Tout cela écrit, ce qui s’est passé dans l’ombre des élections du 8 février mérite un carton rouge. Trop de signaux démontrent qu’une partie du scrutin a été truquée. Trop d’images prouvent que les électeurs n’ont pas été respectés comme il se doit. Le vainqueur, à savoir le Premier ministre sortant, aurait-il gagné sans ces interférences peu démocratiques ? Sans doute. Alors, pourquoi s’être comporté ainsi ?

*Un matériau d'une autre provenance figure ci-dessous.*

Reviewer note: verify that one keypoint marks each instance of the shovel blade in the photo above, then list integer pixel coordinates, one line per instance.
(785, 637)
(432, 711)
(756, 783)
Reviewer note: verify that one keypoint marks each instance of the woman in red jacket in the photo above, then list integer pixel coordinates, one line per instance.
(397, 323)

Ce qui ne va pas dans le royaume avait rendez-vous dans les urnes le 8 février. Et c’est parce que le pays et le peuple thaï en subiront les conséquences que nous l’écrivons. La Thaïlande mérite mieux que des simulacres d’élections ou des achats de votes massifs. L’urgence est, de la part du gouvernement, à un examen de conscience et à des mesures appropriées pour répondre à ce désolant spectacle… et le corriger.